Conclusion — Tracing the Elusive History of Aladdin and the Jinni
So now we can draw a more complete picture of the inspiration for the modern version of Aladdin, as shown in Figure 8.
Like Indian Jones traveling in the ancient catacombs beneath various ancient European cities, there are layers upon layers of edifices and hidden history to the tales of Alif Laila, the Thousand and One Nights.
Like the sands that accumulated above the Cave of Wonders over the centuries, the origins of the tale of Aladdin are covered in layers of translations, borrowing, and creative inventions, obscuring it true genesis.

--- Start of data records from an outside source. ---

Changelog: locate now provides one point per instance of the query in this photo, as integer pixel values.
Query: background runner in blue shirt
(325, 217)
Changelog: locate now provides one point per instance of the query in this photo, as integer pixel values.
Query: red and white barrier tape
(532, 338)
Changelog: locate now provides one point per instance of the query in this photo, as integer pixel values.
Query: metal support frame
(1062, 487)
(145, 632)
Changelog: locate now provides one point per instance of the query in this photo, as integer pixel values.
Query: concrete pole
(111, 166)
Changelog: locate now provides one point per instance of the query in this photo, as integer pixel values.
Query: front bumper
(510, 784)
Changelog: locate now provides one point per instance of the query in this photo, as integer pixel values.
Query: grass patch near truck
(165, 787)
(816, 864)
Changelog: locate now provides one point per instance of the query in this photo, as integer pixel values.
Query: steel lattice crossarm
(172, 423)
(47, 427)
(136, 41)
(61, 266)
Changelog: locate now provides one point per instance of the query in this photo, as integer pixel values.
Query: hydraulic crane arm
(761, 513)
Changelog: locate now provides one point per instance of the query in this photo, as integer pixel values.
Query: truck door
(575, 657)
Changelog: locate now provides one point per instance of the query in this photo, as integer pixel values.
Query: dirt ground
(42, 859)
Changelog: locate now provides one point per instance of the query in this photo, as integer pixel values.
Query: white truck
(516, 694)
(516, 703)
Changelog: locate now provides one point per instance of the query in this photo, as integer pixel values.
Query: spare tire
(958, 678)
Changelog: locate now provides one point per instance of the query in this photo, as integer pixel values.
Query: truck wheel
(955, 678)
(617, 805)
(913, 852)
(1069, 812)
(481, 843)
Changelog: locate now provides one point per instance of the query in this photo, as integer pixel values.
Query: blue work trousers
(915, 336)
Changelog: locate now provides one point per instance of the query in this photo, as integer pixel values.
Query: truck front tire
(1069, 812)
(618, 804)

In that way, you might even say that the tale of Aladdin as we know it, unlike say The Hobbit, which had a single author, has been socially constructed starting with the oral storytelling traditions of the Arab world in general and the Aleppo coffeehouses specifically. With recent developments like the Disney adaptations and even the NFTs that I bought, the story is not even close to being over. I predict that there will be more NFTs and blockchain play to earn games that utilize this timeless tale.
The one thing we can be certain of is that the tale of Aladdin will evolve into new media, new formats, with new colorful settings in the years and decades (and perhaps centuries) to come.